GORDON BEEFERMAN
composer & pianist

Recent Reviews

about ORGAN TRIO

“Gordon Beeferman is a wide-eyed polymath who masterfully toes the lines of myriad genres. … Alongside guitarist Anders Nilsson and drummer/percussionist Ches Smith, Beeferman splatters and smashes his way through a cosmic and complex set of psychedelic jazz and rock fusion-minded freak-outs, invoking Sun Ra and electric Miles.” — Brooklyn Rail

about Other Life Forms

“Beeferman’s musical world is a very special place that should not go unnoticed.” — Glenn Astarita, All About Jazz

“Idiosyncratic compositional strategy… thoughtful structure but with an unmistakable spirit of uncanny exploration… This is music that isn’t afraid to take its time; Beeferman prefers patient, devious statements to overt, brash ones… an imaginative set of music…more than enough to keep Beeferman on the radar when it comes to forward-thinking, creative approaches to jazz and improvised music.” — Troy Dostert, All About Jazz

“The ‘jazz’ root in Beeferman’s music is indisputable. But so are the modern classical, advanced improvisation, non-committable-to-memory atonal whatchamacallit roots. The scores may look complex on paper but, for some miracle, the acoustic outcome sounds as natural as spring water.” — Massimo Ricci, Touching Extremes


Review of “Rites of Summer” in the LA Times, May 16, 2008
“Bursts of ensemble activity are almost neurotically tight rhythmically, though tense and ragged in terms of clustered harmonies. Such fervent energy is juxtaposed with passages of airier lyricism, all with a distant kinship to ‘The Rite of Spring.’ ”

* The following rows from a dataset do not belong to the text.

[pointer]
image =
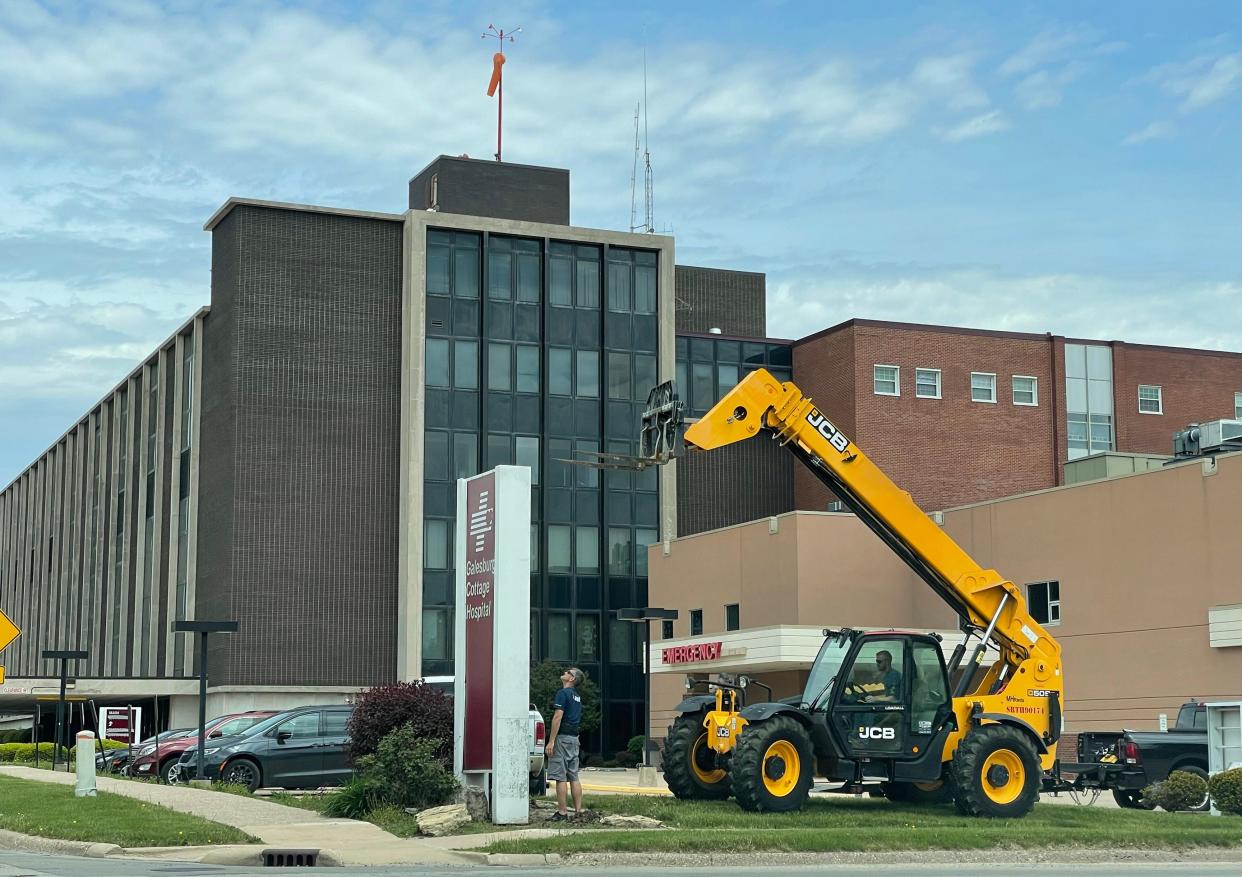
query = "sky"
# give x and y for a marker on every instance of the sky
(1053, 167)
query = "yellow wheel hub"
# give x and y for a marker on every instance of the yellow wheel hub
(701, 752)
(781, 768)
(1002, 777)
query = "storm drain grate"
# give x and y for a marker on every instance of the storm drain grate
(291, 858)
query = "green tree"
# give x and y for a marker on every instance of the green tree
(544, 685)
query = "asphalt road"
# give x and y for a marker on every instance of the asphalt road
(32, 865)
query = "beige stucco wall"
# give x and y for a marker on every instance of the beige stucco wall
(1140, 560)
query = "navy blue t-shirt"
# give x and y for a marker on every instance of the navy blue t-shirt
(569, 701)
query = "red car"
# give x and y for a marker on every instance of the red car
(144, 763)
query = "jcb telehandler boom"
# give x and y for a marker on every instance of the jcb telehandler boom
(878, 704)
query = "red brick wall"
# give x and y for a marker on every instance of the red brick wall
(824, 369)
(1195, 385)
(947, 451)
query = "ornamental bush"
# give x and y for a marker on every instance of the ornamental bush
(383, 709)
(1226, 790)
(1180, 791)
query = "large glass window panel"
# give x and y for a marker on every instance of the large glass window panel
(558, 637)
(619, 287)
(588, 283)
(588, 637)
(436, 362)
(437, 270)
(586, 549)
(499, 374)
(465, 455)
(619, 375)
(588, 377)
(528, 277)
(559, 553)
(560, 372)
(499, 271)
(435, 455)
(466, 273)
(620, 550)
(528, 455)
(528, 368)
(466, 365)
(560, 281)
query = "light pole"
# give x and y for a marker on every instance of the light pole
(203, 629)
(61, 655)
(646, 615)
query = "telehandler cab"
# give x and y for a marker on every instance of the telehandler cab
(879, 707)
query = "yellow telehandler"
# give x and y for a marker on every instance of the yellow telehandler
(881, 708)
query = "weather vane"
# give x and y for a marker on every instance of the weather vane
(496, 87)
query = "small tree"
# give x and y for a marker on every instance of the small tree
(1226, 789)
(544, 685)
(383, 709)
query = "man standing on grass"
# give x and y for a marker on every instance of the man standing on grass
(563, 743)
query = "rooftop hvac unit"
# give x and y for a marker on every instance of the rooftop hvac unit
(1211, 437)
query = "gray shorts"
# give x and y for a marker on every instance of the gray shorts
(563, 764)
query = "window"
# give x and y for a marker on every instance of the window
(983, 386)
(528, 368)
(499, 369)
(927, 383)
(1026, 390)
(887, 380)
(1045, 601)
(1150, 400)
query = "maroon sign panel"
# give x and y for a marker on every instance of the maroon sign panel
(480, 613)
(701, 651)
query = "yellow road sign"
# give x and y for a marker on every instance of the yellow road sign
(9, 631)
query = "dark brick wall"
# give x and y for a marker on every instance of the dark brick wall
(496, 189)
(714, 298)
(1195, 386)
(299, 463)
(733, 485)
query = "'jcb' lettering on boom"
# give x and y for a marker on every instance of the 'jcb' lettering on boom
(827, 430)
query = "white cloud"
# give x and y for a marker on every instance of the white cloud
(979, 126)
(1155, 131)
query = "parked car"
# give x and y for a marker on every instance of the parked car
(538, 737)
(302, 748)
(162, 759)
(1127, 762)
(117, 760)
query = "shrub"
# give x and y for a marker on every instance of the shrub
(1226, 790)
(407, 773)
(544, 685)
(383, 709)
(1181, 790)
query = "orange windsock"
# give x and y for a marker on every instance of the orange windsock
(497, 62)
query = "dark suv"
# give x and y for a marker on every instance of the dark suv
(302, 748)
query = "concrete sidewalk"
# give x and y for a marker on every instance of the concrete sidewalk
(343, 840)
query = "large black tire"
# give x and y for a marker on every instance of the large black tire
(691, 767)
(996, 773)
(1132, 799)
(773, 765)
(242, 772)
(918, 793)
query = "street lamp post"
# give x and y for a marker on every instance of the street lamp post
(63, 656)
(646, 615)
(203, 629)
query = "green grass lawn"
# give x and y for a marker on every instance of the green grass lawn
(51, 810)
(876, 824)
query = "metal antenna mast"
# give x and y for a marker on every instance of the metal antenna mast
(497, 85)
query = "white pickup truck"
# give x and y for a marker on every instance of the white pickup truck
(538, 737)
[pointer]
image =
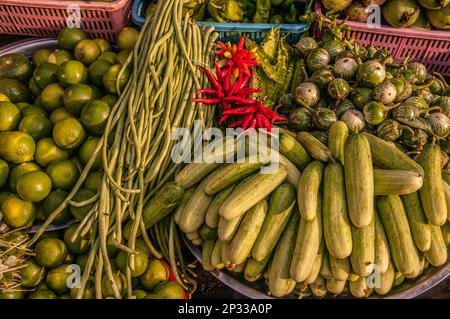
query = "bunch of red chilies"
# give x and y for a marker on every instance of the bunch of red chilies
(231, 92)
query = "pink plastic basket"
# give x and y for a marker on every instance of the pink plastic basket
(430, 47)
(47, 17)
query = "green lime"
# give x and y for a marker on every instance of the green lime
(127, 38)
(58, 57)
(76, 96)
(17, 147)
(68, 133)
(64, 174)
(57, 279)
(43, 294)
(89, 290)
(60, 114)
(120, 281)
(80, 245)
(32, 274)
(4, 172)
(52, 202)
(95, 115)
(20, 170)
(104, 45)
(47, 151)
(52, 97)
(87, 150)
(97, 70)
(72, 72)
(34, 186)
(50, 252)
(40, 56)
(108, 56)
(36, 125)
(82, 195)
(15, 90)
(140, 262)
(155, 274)
(169, 290)
(15, 66)
(87, 51)
(9, 116)
(111, 77)
(33, 109)
(110, 99)
(69, 37)
(45, 74)
(18, 213)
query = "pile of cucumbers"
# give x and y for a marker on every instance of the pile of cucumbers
(356, 216)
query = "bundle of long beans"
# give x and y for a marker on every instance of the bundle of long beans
(136, 144)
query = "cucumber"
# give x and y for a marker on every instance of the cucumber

Anthony Tommasini’s Review of “The Rat Land” in the New York Times, May 15, 2007
“Complex and daringly modern…Mr. Beeferman’s music, with its skittish melodic lines and pungent atonal harmony, is gritty, fidgety and intriguing.”


about ROGUE STATES (with percussionist Jeff Arnal)

“…A multitude of curiously interesting motifs – all enamored with great depth and an irrefutable touch of class.” ejazznews, March 2007

“…Beeferman’s compositional instincts are readily in evidence: tracks like “Pirouette on a Pin” and “Terra Infirma” follow an informal “arch” form, bridging out in the middle sections to points—elsewhere, only to revisit the opening gambit; the insistently iterated monotones of ‘Auuk’ unravel organically in tight clusters; and ‘Split Screen’ and ‘In a White Haze’ illustrate the pianist’s ability to flesh out the implied architecture of his initial impulse, building ephemeral edifices from protean melodic cells.” All About Jazz, March 2007

“A rich palette… Rogue States surprises with its density and variety of approaches.”  Jazzosphere

“The pianist Gordon Beeferman and the percussionist Jeff Arnal create tightly knit improvisations that range from the angular to the pastoral”–The New Yorker

“A particularly strong and well-balanced duo excursion… There is a strong thread or connection that runs though all of this, both players breathing and thinking as one inter-connected force.”  Bruce Gallantner, Downtown Music Gallery


Sounds of stirring music and shaking up the status quo — The Boston Globe, December 31, 2006
…When BMOP composer-in-residence Lisa Bielawa sang Gordon Beeferman’s haunting “West of Winter” in a vocal quartet with three prerecorded versions of herself, the effect was so entrancing…


Premiere of “West of Winter” by Anita Cheng Dance
Village Voice, January 2005

“A fascinating dialogue…conjures up storms.”


Rara Avis in The Wire, August 2004 
“First-rate improv from a couple of youngsters charting their own course with a depth of dynamic and feeling…”


Rara Avis in Jazz Review 
“A cohesive unit… meshing superior technical ability with extreme imaginative powers.”


about MORBIDITY AND MORTALITY REPORT

“Beeferman showed knowledge and skill of the orchestra, creating vivid scenes in miniature. The doomed Russian submarine Kursk was evoked through breathy wind playing, clicking and tapping, and a chilling single use of the cymbal. A fight scene was unpredictable but ultimately brutal. Beeferman lent some welcome grit to a program overly dominated by the sunny and accessible side of American music.”  —Albany Times Union


 about BODIES OF WATER (with percussionist Jeff Arnal)

“…An energized ritual of free expression… Their Mephistophelean command over the performance is hypnotic. Arnal and Beeferman may view the world through heavily tinted glasses, but they do produce music with muscle and appeal.”